Sorting algorithms for distributed memory systems are essential for quickly sorting large amounts of data. The de facto standard for communication in High Performance Computing (HPC) is the Message Passing Interface (MPI). MPI uses the concept of communicators to connect groups of PEs. Recursive algorithms may split a group of PEs into subgroups and then execute the algorithm on these subgroups recursively. A straightforward approach to implementing such an algorithm is to create a MPI subcommunicator for each subgroup. However, the time to create a MPI communicator is not negligible on a large group of PEs and may therefore drastically increase the running time of the algorithm.

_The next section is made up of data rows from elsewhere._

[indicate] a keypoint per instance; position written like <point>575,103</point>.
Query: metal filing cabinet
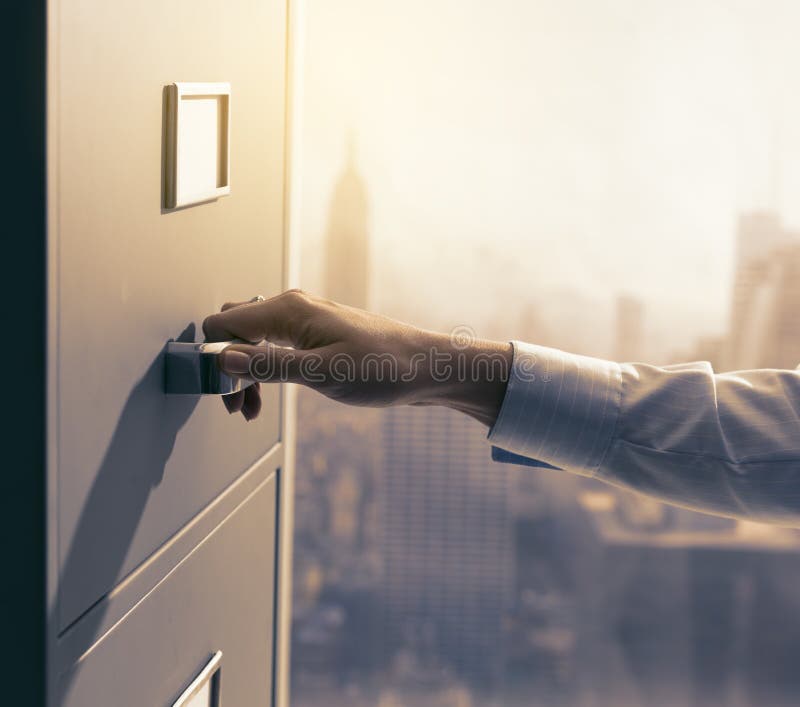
<point>165,518</point>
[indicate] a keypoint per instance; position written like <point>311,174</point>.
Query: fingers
<point>247,401</point>
<point>274,364</point>
<point>251,406</point>
<point>273,319</point>
<point>233,402</point>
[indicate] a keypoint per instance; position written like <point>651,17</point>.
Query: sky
<point>553,154</point>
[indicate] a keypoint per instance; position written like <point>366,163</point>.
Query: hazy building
<point>347,239</point>
<point>446,543</point>
<point>629,329</point>
<point>764,305</point>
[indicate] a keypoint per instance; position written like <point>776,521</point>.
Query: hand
<point>355,357</point>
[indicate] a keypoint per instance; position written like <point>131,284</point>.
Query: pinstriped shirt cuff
<point>559,408</point>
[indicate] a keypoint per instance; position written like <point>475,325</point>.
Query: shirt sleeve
<point>721,443</point>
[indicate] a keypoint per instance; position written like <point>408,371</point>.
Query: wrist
<point>469,377</point>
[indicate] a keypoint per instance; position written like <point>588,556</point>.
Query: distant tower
<point>347,238</point>
<point>760,236</point>
<point>446,543</point>
<point>629,329</point>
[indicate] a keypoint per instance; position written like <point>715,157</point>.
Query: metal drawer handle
<point>193,369</point>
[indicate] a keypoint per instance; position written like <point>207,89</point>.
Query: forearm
<point>720,443</point>
<point>471,378</point>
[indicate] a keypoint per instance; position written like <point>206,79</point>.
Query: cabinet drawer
<point>219,598</point>
<point>134,466</point>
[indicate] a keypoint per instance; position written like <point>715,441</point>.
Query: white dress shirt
<point>725,443</point>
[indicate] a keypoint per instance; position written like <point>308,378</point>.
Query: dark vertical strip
<point>276,586</point>
<point>23,235</point>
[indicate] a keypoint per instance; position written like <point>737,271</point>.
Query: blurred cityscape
<point>425,574</point>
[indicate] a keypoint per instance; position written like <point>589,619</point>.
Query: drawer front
<point>219,598</point>
<point>133,465</point>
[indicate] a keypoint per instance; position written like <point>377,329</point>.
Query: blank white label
<point>201,143</point>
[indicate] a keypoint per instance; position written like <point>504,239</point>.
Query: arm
<point>357,357</point>
<point>720,443</point>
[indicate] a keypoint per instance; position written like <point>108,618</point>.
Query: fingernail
<point>234,362</point>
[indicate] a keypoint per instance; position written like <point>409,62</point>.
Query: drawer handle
<point>193,369</point>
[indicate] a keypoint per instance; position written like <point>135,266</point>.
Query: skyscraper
<point>629,329</point>
<point>347,239</point>
<point>446,543</point>
<point>762,289</point>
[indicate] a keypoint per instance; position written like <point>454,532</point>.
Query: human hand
<point>354,356</point>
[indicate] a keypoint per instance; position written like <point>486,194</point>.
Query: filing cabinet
<point>164,519</point>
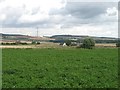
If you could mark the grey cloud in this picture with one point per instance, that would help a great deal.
(73, 14)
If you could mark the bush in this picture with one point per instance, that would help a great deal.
(68, 42)
(33, 42)
(88, 43)
(38, 42)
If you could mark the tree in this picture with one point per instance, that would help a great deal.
(118, 44)
(88, 43)
(68, 42)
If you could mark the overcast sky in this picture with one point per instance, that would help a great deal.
(71, 17)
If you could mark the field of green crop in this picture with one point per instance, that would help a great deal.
(59, 68)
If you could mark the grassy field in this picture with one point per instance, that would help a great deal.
(67, 67)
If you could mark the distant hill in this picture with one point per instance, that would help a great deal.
(81, 37)
(22, 37)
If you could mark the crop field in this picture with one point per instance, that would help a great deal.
(60, 68)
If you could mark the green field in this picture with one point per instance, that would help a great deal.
(67, 67)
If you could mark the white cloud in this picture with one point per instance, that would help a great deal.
(112, 11)
(37, 13)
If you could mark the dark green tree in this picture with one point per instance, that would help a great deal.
(68, 42)
(88, 43)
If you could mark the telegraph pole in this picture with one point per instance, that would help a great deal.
(37, 31)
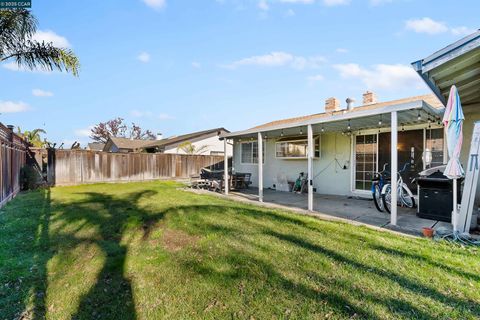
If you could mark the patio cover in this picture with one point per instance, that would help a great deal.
(459, 64)
(361, 119)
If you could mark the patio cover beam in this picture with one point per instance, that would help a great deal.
(310, 167)
(260, 166)
(394, 176)
(225, 166)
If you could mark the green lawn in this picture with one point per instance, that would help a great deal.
(150, 251)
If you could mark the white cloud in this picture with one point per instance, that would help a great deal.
(332, 3)
(144, 114)
(144, 57)
(462, 31)
(379, 2)
(85, 132)
(426, 25)
(155, 4)
(381, 76)
(48, 36)
(164, 116)
(315, 78)
(42, 93)
(279, 59)
(432, 27)
(263, 5)
(298, 1)
(139, 113)
(13, 107)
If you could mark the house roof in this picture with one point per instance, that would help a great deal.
(363, 117)
(429, 98)
(96, 146)
(457, 64)
(184, 138)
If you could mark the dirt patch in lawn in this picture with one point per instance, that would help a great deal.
(176, 240)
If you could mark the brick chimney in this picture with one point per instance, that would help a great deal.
(369, 98)
(332, 105)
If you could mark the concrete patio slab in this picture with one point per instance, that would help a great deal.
(350, 208)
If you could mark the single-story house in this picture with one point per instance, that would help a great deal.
(340, 149)
(349, 144)
(204, 142)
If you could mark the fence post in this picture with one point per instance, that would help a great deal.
(51, 166)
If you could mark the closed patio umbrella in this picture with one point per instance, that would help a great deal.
(453, 122)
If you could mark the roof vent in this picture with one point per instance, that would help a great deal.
(350, 102)
(369, 98)
(332, 105)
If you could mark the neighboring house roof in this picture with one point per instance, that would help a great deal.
(429, 98)
(131, 144)
(457, 64)
(185, 137)
(96, 146)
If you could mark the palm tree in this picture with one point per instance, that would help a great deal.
(17, 28)
(190, 148)
(32, 137)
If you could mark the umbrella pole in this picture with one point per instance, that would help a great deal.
(454, 213)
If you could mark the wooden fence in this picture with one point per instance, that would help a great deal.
(12, 159)
(72, 167)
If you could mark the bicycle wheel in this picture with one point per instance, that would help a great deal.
(406, 197)
(377, 197)
(387, 197)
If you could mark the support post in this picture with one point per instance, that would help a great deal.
(225, 166)
(394, 168)
(260, 167)
(310, 153)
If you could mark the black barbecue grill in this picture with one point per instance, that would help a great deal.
(435, 195)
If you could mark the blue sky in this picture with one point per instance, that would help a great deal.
(181, 66)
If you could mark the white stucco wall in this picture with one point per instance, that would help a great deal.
(213, 143)
(329, 176)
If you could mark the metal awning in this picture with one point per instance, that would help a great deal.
(457, 64)
(415, 112)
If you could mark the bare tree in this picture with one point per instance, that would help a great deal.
(117, 128)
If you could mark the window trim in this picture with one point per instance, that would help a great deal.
(252, 163)
(315, 139)
(376, 132)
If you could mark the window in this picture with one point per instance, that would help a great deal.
(249, 152)
(296, 149)
(365, 160)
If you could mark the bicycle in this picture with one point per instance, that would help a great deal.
(405, 196)
(378, 182)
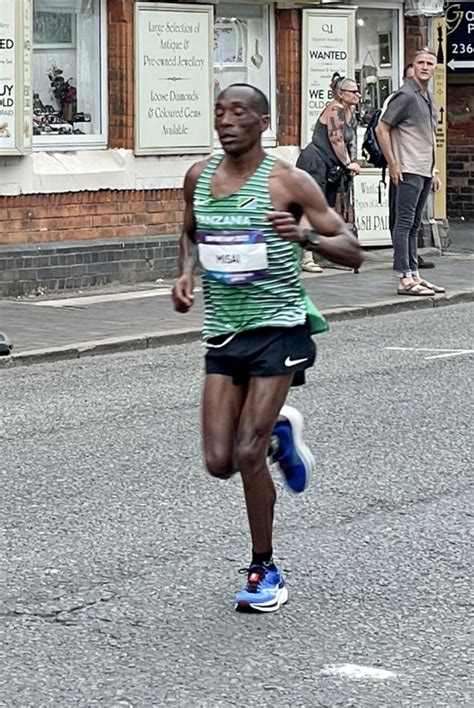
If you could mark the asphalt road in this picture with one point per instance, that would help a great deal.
(122, 555)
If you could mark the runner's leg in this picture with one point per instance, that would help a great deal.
(221, 407)
(264, 399)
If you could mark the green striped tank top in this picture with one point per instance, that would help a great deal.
(250, 276)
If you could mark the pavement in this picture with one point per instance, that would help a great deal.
(120, 555)
(71, 325)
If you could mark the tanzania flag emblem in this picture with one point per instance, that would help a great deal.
(248, 203)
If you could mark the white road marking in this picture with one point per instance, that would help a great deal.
(460, 352)
(445, 353)
(86, 300)
(356, 671)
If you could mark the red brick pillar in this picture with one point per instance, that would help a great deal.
(416, 35)
(120, 61)
(288, 76)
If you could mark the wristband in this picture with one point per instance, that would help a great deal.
(311, 237)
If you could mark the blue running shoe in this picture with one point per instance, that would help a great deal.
(293, 456)
(265, 590)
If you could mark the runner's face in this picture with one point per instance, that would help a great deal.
(237, 121)
(424, 66)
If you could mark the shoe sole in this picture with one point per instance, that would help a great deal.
(281, 599)
(296, 421)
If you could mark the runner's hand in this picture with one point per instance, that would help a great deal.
(353, 168)
(286, 226)
(182, 293)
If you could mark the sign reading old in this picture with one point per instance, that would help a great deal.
(15, 77)
(173, 78)
(328, 46)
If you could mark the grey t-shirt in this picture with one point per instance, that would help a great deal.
(412, 116)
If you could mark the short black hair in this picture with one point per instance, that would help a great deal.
(260, 101)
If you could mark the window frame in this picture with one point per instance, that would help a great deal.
(70, 143)
(269, 138)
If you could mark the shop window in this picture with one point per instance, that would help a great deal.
(377, 61)
(68, 75)
(244, 51)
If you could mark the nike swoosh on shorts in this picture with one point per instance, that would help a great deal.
(293, 362)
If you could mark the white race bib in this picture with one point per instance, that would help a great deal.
(235, 257)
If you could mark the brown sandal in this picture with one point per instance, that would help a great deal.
(434, 288)
(415, 289)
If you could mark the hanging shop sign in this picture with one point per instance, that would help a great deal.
(15, 77)
(371, 209)
(460, 31)
(173, 78)
(328, 46)
(439, 94)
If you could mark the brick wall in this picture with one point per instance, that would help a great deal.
(26, 269)
(288, 76)
(85, 215)
(460, 192)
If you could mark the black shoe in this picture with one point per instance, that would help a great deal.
(425, 264)
(5, 344)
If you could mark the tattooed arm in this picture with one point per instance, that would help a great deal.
(335, 123)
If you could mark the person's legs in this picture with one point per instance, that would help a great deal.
(413, 236)
(408, 193)
(222, 404)
(392, 206)
(265, 398)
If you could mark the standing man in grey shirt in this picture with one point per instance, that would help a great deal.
(406, 134)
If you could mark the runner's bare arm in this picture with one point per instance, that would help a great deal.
(336, 243)
(182, 292)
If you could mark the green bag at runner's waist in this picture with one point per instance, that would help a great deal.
(317, 321)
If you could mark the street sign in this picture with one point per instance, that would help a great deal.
(460, 31)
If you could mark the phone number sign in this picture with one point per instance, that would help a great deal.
(460, 35)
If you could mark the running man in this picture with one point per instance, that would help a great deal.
(241, 221)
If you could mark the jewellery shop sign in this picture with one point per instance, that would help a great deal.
(15, 77)
(173, 78)
(328, 46)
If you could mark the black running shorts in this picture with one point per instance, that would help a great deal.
(267, 351)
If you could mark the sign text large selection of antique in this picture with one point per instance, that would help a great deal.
(173, 78)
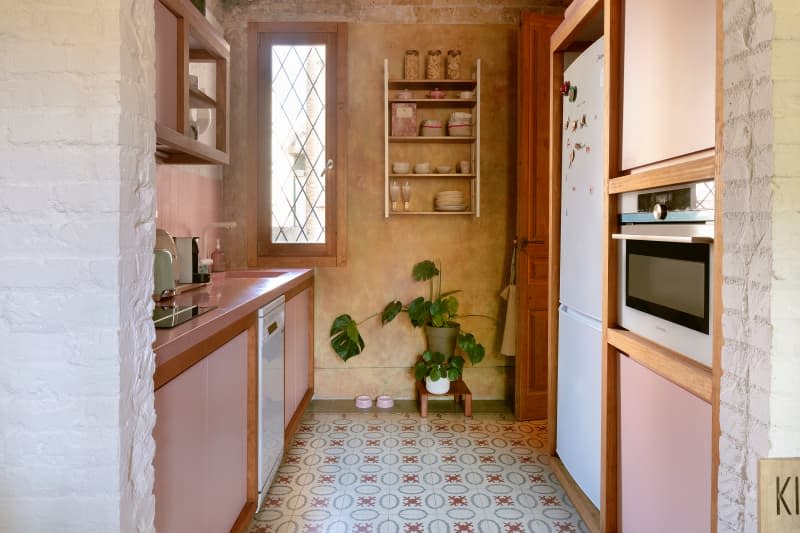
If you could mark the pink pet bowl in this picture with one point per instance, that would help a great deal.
(384, 401)
(363, 402)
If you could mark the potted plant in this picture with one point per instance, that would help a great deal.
(438, 370)
(437, 314)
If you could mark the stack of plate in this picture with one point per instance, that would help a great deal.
(450, 201)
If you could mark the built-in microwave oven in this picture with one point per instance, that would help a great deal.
(666, 265)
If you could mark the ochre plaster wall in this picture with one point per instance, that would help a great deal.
(380, 252)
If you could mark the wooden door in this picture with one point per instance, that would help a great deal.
(530, 381)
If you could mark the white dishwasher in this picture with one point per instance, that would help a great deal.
(270, 392)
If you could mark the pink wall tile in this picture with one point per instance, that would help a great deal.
(188, 201)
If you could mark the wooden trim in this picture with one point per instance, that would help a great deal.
(586, 509)
(252, 412)
(333, 251)
(577, 18)
(684, 372)
(696, 170)
(177, 148)
(291, 427)
(716, 276)
(311, 357)
(182, 73)
(296, 27)
(171, 369)
(200, 27)
(554, 246)
(223, 101)
(245, 518)
(613, 28)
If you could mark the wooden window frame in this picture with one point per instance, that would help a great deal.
(333, 252)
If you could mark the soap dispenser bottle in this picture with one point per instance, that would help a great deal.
(218, 257)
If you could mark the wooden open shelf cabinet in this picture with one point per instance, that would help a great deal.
(196, 41)
(587, 20)
(473, 142)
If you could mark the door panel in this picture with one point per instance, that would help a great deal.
(530, 386)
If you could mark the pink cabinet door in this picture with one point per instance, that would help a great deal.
(297, 350)
(665, 454)
(181, 453)
(227, 433)
(201, 444)
(669, 65)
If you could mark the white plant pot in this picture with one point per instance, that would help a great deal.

In this thesis, we present a communication library based on MPI that supports communicator creation in constant time and without communication. The library supports both point-to-point communication and non-blocking collective operations. We also present the first efficient implementation of Schizophrenic Quicksort, a recursive sorting algorithm for distributed memory systems that is based on Quicksort. Schizophrenic Quicksort guarantees perfect data balance with the drawback that some PEs have to work on two groups simultaneously. The only previous implementation scales bad on large supercomputers. We integrate our communication library into the implementation of Schizophrenic Quicksort and thus eliminate the cost for the communicator creation almost completely. We also avoid problems caused by blocking collective operations. We also implement a better pivot selection and reduce the amount of communication in each level of recursion.
Furthermore, we extend an implementation of Hypercube Quicksort with our communication library.
We perform an extensive experimental evaluation of our implementations. In our experiments, our library reduces the time to create a communicator by a factor of more than 10000 compared to MPI. In contrast, the collective operations of MPI outperformed the collective operations of our library for most inputs. On large numbers of PEs, splitting a communicator and executing the operation Broadcast 50 times (with medium inputs) with our library is still faster than a single communicator split with MPI. Our experimental results show that we improve the performance of Schizophrenic Quicksort by a factor of up to 40 and the performance of Hypercube Quicksort by a factor of up to 15 if we use our library instead of MPI. We compare our implementation of Schizophrenic Quicksort with the implementation of Hypercube Quicksort. The results indicate that Schizophrenic Quicksort is not able to outperform Hypercube Quicksort. However, Schizophrenic Quicksort runs on any number of PEs while Hypercube Quicksort only runs on 2^k PEs.